Pablo Bustinduy, Space and Political Universalism in Early Modern Physics and Philosophy – Edinburgh University Press, March 2024

Examines how the imagination of space in the early modern period influenced the development of the modern concept of political universalism
  • Offers a history and genealogy of the concept of space in the European philosophical tradition
    Presents the political effects of the modern cosmological transition
  • Provides a systematic critique of the Westphalian logic of the State as absolute, universal, autonomous, and unique
  • Gives an account of the developments and contradictions of abstract universalism, and its philosophical entanglement with the European colonial project and the nascent logic of capitalism
  • Discusses the emancipatory content of universalism and the philosophical causes and effects of its contemporary crisis

How did early modern philosophy of space shape the modern concept of political universalism? In this book, Pablo Bustinduy persuasively argues that political universalism emerged from both the developments of Newtonian science and the formulation of the modern philosophy of the State. In the metaphysics of an open, empty, abstract and absolute space, Bustinduy suggests, the universalist project of modern politics found its logical model and foundation. There, the anxiety of a dislocated world was overcome, and the ontology of modern physics found a specific political expression that, despite being besieged by multiple crises, still animates our political imagination.
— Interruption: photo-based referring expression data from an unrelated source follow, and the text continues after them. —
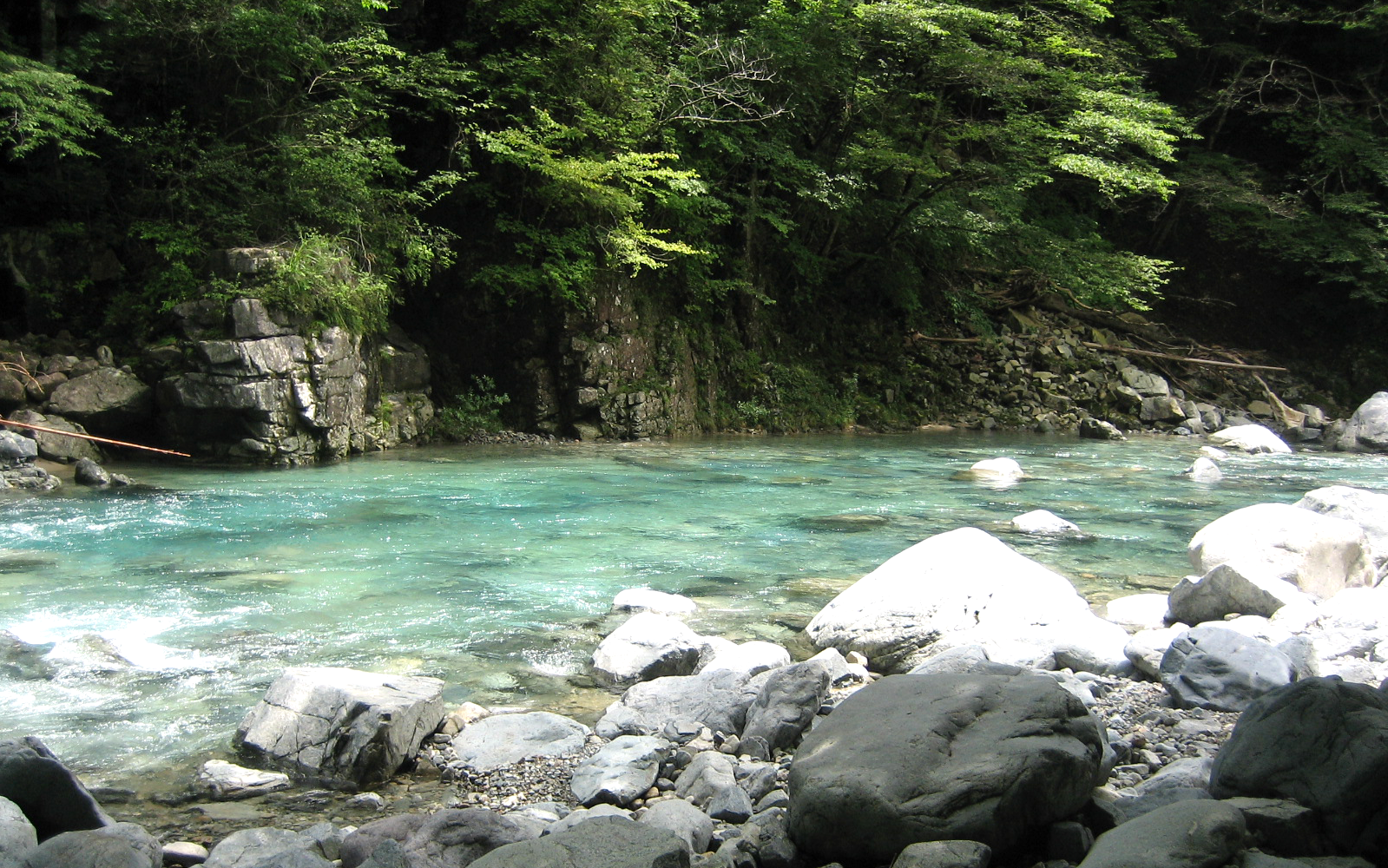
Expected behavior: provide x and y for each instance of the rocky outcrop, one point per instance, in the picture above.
(270, 395)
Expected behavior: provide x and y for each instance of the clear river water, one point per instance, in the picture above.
(493, 569)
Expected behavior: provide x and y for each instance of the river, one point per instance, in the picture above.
(493, 569)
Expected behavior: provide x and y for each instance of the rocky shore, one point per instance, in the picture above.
(959, 706)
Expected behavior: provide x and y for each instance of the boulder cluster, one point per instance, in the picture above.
(965, 708)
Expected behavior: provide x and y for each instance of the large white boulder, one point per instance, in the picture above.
(647, 646)
(1366, 509)
(750, 657)
(342, 726)
(1251, 439)
(1367, 428)
(972, 589)
(1276, 541)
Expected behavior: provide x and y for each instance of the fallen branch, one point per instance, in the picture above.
(95, 439)
(1128, 352)
(1186, 358)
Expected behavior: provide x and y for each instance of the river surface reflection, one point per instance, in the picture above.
(493, 567)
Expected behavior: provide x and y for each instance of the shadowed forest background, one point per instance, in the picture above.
(794, 187)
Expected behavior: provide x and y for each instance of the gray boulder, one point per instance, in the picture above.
(1197, 833)
(707, 777)
(1234, 588)
(789, 700)
(941, 757)
(1211, 667)
(944, 854)
(444, 839)
(16, 835)
(503, 740)
(266, 847)
(968, 588)
(90, 474)
(1367, 428)
(1322, 743)
(685, 819)
(621, 773)
(120, 846)
(607, 842)
(49, 795)
(716, 699)
(58, 446)
(1318, 555)
(107, 399)
(648, 601)
(647, 646)
(342, 726)
(1369, 510)
(582, 816)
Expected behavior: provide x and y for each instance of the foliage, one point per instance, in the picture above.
(324, 279)
(42, 108)
(472, 413)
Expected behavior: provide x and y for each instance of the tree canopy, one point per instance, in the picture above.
(905, 156)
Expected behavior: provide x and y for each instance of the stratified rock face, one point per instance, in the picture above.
(1322, 743)
(106, 399)
(273, 396)
(342, 726)
(941, 757)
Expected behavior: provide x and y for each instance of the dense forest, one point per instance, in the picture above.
(793, 185)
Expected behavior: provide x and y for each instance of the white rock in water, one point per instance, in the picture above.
(658, 602)
(647, 646)
(1251, 439)
(228, 781)
(1204, 470)
(1145, 611)
(997, 469)
(750, 657)
(966, 587)
(1042, 521)
(1316, 553)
By offering a political reading of early modern philosophy of space, Space and Political Universalism in Early Modern Physics and Philosophy reveals the connections between the logical development of early modern science, the contemporary elaborations of the philosophy of the State, and the historical articulations of the Westphalian system, early capitalist social formations, and the European colonial project. In doing so, it offers a powerful reflection on how we might detach democracy from the ‘perilous metaphysics’ of infinite space that has engendered political violence and domination, positing space as an emptiness that prevents the closure of the political itself.